Slinger Francisco, better known as The Mighty Sparrow, is the unrivalled Calypso King of the World, with a career that spans nearly 65 years.
Although many people think he is from Trinidad he was actually born in Grenada.
They migrated to his adopted h o m e l a n d , when he was a baby. He went to an all boys’ school and joined the choir of his local church. His influences were widespread – from Nat King Cole and Frankie Laine, Sarah Vaughan and Billy Eckstine to the early calypsos of Lord Melody, Lord Kitchener, Lord Christo and Lord Invader.
His breakthrough song, Jean and Dinah, came when he was 20 years old. In 1956 he spoke of improvement for calypsonians and steelband men in Carnival Boycott and the song was eventually responsible for the formation of the Carnival Development Committee.
The early ‘60s saw Sparrow relentlessly hit the charts and have the hits on the streets.
It wasn’t only about calypso, though. In 1965 he remade Arthur Prysock’s original, Only A Fool Breaks His Own Heart, alongside Byron Lee and the Dragonaires (the song went on to be used by Wyclef on his The Carnival album).
The hits continued – Melda; Good Morning, Mr Walker; Sa Sa Yea, Drunk & Disorderly – and the iconic status was now assured. His ability make you laugh, think and dance at the same time and in equal measure is a skill he maintains to this day.
His appeal stretches way past the Caribbean diaspora (in 1977 he received the honorary title of Chief of the Yorubas in Nigeria). As the music morphed in Soca, he kept pace and was continued to put social commentaries in his music (even though the scene was moving to a more ‘dance’ and frivolous serious of topics.
He could do that too – as the mid-80s hit Doh Back Back proved with ease. The mayor of New York, Ed Koch declared March 18 ‘Mighty Sparrow Day’ across the State – a huge accomplishment given Sparrow’s humble beginnings, and the constant fights that black music and artists were facing for recognition in 1980s America.
The turn of the century saw Sparrow suffer from health complications, including being hospitalised with diabetes.
In the last few years the awards have (quite rightly) been flooding in – in 2013 he was given the Lifetime Achievement Award by the Government of Trinidad and two years later was awarded an OBE in the Queen’s birthday honours (I wonder if she ever listened to the lyrics of Phillip, My Dear, a Sparrow hit chronicling the exploits of Michael Fagan who broke into the Queen’s bedroom in Buckingham Palace in 1982).
His wit, delivery and writing has a timeless quality to it that allows you to enjoy them without it ever feeling dated, even 40 or 50 years on from their conception. His touring schedule would put many artists in their 20s or 30s to shame.

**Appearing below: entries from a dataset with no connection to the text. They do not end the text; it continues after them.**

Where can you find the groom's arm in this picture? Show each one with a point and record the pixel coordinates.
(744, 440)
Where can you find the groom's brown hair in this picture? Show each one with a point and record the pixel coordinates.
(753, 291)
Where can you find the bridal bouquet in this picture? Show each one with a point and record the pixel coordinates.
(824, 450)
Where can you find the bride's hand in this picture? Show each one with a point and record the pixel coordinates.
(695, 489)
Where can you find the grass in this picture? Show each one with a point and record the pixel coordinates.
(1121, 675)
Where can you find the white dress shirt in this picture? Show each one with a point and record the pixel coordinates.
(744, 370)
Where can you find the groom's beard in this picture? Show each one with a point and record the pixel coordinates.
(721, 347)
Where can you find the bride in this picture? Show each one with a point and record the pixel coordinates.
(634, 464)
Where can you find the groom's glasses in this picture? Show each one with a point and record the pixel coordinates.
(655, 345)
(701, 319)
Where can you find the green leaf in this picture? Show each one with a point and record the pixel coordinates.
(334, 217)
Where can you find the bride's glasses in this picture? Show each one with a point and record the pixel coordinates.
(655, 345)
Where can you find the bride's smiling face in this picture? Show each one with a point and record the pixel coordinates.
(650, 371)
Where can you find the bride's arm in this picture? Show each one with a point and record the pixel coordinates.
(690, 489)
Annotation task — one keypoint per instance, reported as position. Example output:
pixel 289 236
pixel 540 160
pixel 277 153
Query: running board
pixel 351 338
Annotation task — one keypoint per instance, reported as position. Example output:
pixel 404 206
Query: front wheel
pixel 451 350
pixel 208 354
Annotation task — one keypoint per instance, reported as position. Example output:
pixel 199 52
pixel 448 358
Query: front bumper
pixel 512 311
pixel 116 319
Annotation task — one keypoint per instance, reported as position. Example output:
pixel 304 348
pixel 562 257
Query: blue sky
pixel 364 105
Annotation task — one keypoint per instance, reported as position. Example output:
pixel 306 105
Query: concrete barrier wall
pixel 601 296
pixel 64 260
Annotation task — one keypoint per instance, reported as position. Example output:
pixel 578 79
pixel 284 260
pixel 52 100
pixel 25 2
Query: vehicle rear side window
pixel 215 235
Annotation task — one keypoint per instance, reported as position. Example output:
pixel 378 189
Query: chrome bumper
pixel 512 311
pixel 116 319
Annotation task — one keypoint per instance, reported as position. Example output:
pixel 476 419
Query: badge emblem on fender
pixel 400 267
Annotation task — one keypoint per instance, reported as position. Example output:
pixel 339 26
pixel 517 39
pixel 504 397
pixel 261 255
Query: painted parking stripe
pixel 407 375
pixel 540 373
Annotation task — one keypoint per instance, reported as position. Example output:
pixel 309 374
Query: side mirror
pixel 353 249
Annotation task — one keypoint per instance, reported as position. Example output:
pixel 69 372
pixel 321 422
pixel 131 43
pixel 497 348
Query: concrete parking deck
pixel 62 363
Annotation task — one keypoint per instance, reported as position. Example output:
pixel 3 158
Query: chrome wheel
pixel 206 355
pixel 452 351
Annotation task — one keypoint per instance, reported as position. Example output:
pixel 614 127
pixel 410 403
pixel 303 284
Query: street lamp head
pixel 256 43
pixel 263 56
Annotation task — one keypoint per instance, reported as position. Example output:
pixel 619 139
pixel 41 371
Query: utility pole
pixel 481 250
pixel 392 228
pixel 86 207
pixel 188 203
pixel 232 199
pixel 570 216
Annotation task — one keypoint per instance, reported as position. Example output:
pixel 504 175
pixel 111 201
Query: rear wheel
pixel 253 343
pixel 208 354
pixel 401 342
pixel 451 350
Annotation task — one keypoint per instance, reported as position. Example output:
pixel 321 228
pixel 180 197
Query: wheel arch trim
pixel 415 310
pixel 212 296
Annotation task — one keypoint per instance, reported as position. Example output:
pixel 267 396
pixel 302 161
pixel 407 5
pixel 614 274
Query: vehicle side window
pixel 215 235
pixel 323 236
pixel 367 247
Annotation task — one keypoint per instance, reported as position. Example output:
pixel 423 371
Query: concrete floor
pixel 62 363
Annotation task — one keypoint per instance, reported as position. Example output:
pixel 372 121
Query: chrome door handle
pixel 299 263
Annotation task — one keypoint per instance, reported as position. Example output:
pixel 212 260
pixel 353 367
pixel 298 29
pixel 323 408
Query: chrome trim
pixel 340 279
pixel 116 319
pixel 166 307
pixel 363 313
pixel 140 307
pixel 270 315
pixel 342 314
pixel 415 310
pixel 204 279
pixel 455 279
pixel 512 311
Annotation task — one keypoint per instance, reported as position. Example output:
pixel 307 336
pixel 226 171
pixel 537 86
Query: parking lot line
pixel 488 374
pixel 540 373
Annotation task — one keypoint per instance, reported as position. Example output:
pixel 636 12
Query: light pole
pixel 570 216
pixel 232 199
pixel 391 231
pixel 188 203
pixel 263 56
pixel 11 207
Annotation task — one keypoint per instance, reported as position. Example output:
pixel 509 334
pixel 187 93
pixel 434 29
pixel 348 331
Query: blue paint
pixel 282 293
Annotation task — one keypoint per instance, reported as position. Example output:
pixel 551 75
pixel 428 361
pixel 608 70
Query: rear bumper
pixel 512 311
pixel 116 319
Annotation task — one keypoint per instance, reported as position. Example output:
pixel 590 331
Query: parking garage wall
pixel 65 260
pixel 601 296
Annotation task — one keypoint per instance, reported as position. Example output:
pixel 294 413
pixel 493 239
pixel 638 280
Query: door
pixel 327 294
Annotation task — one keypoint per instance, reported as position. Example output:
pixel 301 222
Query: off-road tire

This man is a complete workaholic, and the performances are energy filled from start to end. He will be coming to the UK to perform as part of the London Jazz Festival on Sunday, November 17 alongside Anthony Joseph, Calypso Rose and Brother Resistance.
With over 16 combined Road March and Calypso king titles, his place in the pantheon of black music icons is rightly saluted and acknowledged by the entire BrukOut team. Salute.